Other countries, as well as Portugal, are using it to save lives, Wald said.
"It's putting our country behind what's going on," she said. "There's doctors who are leaving this country where they can do research on this groundbreaking (technology)."
As for opponents, who say it's wrong to kill "potential life" and to people who are scared that the research could lead to cloning, Wald said: "It just won't happen that way."
Cloning actual people wouldn't be what scientists are interested in, she said. Cloning potentially good tissues - and giving them to people who have bad ones - is the goal.
"Wouldn't it be amazing if we could clone a heart tissue and replace a damaged valve?" she asked. "There's a lot of good potential that could come out of it."
With no more possibility of further research to help Wald, she still receives treatment from clinical doctors in Monterey and San Francisco. Without a cure and with options running out they help her "to manage for comfort," she said.
"Clinics have been great at helping in any way they can, but it's basically trying to slow things down and make things as comfortable as possible in the process," she said. "But nobody has a way to stop it or reverse it."

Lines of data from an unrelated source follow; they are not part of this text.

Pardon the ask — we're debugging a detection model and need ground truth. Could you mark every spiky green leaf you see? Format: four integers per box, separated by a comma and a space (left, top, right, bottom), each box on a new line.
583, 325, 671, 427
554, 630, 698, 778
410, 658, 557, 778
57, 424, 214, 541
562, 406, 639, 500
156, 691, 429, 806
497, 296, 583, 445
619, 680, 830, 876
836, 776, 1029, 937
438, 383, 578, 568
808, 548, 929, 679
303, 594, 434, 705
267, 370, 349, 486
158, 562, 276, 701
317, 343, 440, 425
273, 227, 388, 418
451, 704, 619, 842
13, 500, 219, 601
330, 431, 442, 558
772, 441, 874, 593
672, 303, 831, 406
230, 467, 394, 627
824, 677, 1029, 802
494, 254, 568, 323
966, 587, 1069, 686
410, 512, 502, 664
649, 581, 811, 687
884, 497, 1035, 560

Her final option is to go to San Francisco Tuesday and "try out" for a clinical trial testing human nerve growth factor, which helps replace nerve and muscle tissue. It has helped others who've had the disease.
"It was very positive for at least slowing it down," she said.
In order to be qualified for the tests, Wald must be selected among many other patients and she must prove that she has at least 31 working muscles to evaluate.
Even if she does qualify, Wald said the chances that the procedure will help her are "50-50."
But no matter what happens, Wald will stay strong and positive.
"I'll continue to do my best, to do as well as possible day to day. "It's getting harder. My breathing is more difficult. As that declines it gets hard to get out and do things," she said.
"There's just so many great things to see and do."
Wald will continue to take lots of antioxidants, multi-vitamins and currently pharmaceutical THC, which will help slow down the glutamate pile up that twitches her muscles.
This week, a friend will visit Wald from Hawaii. She is excited because it's been a while since she's seen this friend. And friendship is what keeps Wald going.
"I could sit here and be miserable every day, but why do that?" Wald said. "We're all going to die. We don't get many opportunities to repair those little things that happen in life and repair old friendships."